Next, it was assessed whether multiple of these multi-fragment integrations can be combined within one strain to improve the glycoengineering activity and obtain more homogenous N-glycan conversion. For this, St17238 was created by transfection of linearized DNA fragments from plasmids (pLMTB8253, 8313, 8314, 8236, 8315, 8255, 8259, 6940, 8379) targeting the alpha tubulin locus of an Adalimumab expression strain (St15449). Then, in a second transfection a 9-fragment construct derived from plasmids pLMTB8389, 8301, 8234, 8302, 8235, 8303, 8295, 8297, 8392 was integrated into the pfr locus to generate St17294. Last, St17294 was transfected with DNA fragments obtained from plasmids pLMTB8247, 8285, 8237, 8286, 8238, 8287, 8383, 8282, 6936 to obtain a third GT expression construct in the GP63 locus. Comparison of the resulting strain St17826 with its predecessors by N-glycan analysis of surface proteins depicts a step-wise increase in GT activity resulting in almost homogenous G2 N-glycans (88%) for the final strain (FIG. 7). This corroborates the usefulness of the multi-fragment integration method to achieve integration of multiple enzyme copies into the Leishmania genome and that copy number increases of glycosyltransferases can be achieved by using codon diversified enzymes as well as homologs from different species (here: hs, Homo sapiens; rn, Rattus norvegicus, dr, Danio rerio, gj, Gekko japonicus, ag, Anopheles gambiae).

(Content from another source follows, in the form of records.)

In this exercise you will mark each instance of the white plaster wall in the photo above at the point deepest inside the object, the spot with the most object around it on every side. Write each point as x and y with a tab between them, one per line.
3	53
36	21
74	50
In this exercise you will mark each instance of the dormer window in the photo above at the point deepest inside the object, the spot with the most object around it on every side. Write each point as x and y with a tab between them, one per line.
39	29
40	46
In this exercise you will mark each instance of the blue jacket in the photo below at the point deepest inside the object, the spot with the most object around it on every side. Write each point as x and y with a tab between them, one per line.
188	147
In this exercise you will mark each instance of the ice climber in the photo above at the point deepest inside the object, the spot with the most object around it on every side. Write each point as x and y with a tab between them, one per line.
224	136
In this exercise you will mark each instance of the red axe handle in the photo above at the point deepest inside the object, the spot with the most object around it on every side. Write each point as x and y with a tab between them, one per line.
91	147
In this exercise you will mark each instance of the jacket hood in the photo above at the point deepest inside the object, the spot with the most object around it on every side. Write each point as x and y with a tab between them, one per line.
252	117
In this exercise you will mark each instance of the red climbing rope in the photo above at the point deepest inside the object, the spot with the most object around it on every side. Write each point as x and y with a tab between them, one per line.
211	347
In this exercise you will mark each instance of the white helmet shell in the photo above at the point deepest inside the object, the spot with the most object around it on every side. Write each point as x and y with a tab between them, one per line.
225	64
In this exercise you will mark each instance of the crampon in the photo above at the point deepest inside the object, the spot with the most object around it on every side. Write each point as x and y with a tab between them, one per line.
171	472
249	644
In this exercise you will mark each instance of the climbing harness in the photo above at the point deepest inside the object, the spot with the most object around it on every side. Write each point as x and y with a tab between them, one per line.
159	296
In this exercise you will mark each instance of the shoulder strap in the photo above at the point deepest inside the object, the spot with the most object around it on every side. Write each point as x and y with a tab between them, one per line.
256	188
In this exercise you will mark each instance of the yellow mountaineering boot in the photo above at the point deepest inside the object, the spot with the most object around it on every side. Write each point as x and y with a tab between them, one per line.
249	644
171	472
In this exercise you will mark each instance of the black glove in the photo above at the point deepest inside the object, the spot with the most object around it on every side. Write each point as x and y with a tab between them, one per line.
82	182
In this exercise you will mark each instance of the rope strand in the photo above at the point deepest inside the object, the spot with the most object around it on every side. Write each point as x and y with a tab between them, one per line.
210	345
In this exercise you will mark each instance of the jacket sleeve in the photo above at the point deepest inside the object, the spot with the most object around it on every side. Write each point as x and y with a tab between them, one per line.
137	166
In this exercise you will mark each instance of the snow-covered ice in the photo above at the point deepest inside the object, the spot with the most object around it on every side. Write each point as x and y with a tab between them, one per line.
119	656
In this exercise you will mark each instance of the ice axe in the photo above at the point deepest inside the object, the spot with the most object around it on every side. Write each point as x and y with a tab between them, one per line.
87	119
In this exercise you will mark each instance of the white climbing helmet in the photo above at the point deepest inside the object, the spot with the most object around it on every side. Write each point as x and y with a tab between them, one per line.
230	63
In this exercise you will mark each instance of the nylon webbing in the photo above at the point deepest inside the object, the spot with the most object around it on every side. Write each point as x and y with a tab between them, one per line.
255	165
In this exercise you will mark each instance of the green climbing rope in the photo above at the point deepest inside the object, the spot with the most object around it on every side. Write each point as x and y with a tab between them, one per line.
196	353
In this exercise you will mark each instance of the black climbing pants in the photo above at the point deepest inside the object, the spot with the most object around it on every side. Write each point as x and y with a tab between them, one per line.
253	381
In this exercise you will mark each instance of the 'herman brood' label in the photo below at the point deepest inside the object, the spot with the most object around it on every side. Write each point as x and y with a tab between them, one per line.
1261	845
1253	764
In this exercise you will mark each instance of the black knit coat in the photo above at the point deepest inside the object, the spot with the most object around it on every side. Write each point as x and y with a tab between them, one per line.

To summarize, for enabling correct multiple homologous recombination events in Leishmania tarentolae, heterologous intergenic regions derived from other Leishmania species were successfully used to site-specifically engineer host cells. Furthermore, these heterologous intergenic regions containing regulatory elements were sufficient to drive splicing and expression of the heterologous coding sequences.

6.5 Example 5

Since the heterologous, non-identical sequences were successfully used for correct multiple recombination events by up to ten DNA fragments, generation of an even larger chromosomal integration cluster by using genetic elements from 13 donor fragments was tested. Importantly, an even more engineered strain was subsequently created, by transfecting an existing strain that is capable of galactosylation, St17311 (described in Example 4 and in FIG. 6A), with an expression construct providing it with the proficiency in generating sialic acid needed for the sialylation engineering of N-glycans (International Publication No. WO2019/002512 A2, incorporated by reference in its entirety herein). DNA elements were used to target the alpha tubulin locus using a tandem insertion strategy. The intended expression cassette contained NeuC_3×Myc, IrLiH, CgNal, IrLiI, NeuB_3xHA, IrLmR, _3xHAmmST6, IrLiK NeuA_3xHA, IrLiL, hsCST_3×myc, IrLiM and SM (pac) followed by 3′UTR, and was inserted into host cells by transfecting St17311 with thirteen donor fragments excised from pLMTB8443, 8528, 8448, 8529, 8509, 8507, 8505, 8531, 8449, 8532, 8517, 8520, 6939 (FIG. 8A). The resulting strain St17527 was further analyzed for its phenotype: 1) by DMB labeling of production of Neu5Ac and CMP-Neu5Ac (FIG. 8B) and 2) for its engineered N-glycan (FIG. 8C). St17527 produced 0.49 nmol/OD Neu5Ac, 0.17 nmol/OD CMP-Neu5Ac, calculated based on a standard curve (not shown). Moreover, protein linked N-glycans showed a significant amount of sialylated N-glycans, with a total of 11.6% sialylated glycoforms (FIG. 8C). These results demonstrate full functionality of the glycoengineering pathway, indicating that the genetic information is completely inserted in L. tarentolae host cells. This was finally confirmed by PacBio sequencing, clearly showing that the genetic system applied successfully generated fully function-customized L. tarentolae host cells.

6.6 Example 6

As previously shown in Example 3, the unwanted integration into the native expression site of the paraflagellar rod protein 1D (Pfr) seemed to support high expression on the integrated construct. Thus, it was assessed whether targeting this locus on purpose in a non-disruptive “tandem” integration manner (in comparison to Example 4) would also lead to high level expression and how this compares to expression from the L. tarentolae rDNA locus (“ssu”). Additionally, a different type of integration into the rDNA locus was tested, in which the 5′ integration site was moved 141 bp towards the transcription initiation site of the rDNA locus to the start of the 18S (ssu) coding sequence. For integration into this site (“Ssu-PolI”), protein expression constructs were equipped with an artificial spliced leader acceptor site to ensure correct processing (FIG. 9A). The 3′ integration site was kept the same as that in the case of the “ssu” locus and thus also caused disruption of one of the ssu expression region.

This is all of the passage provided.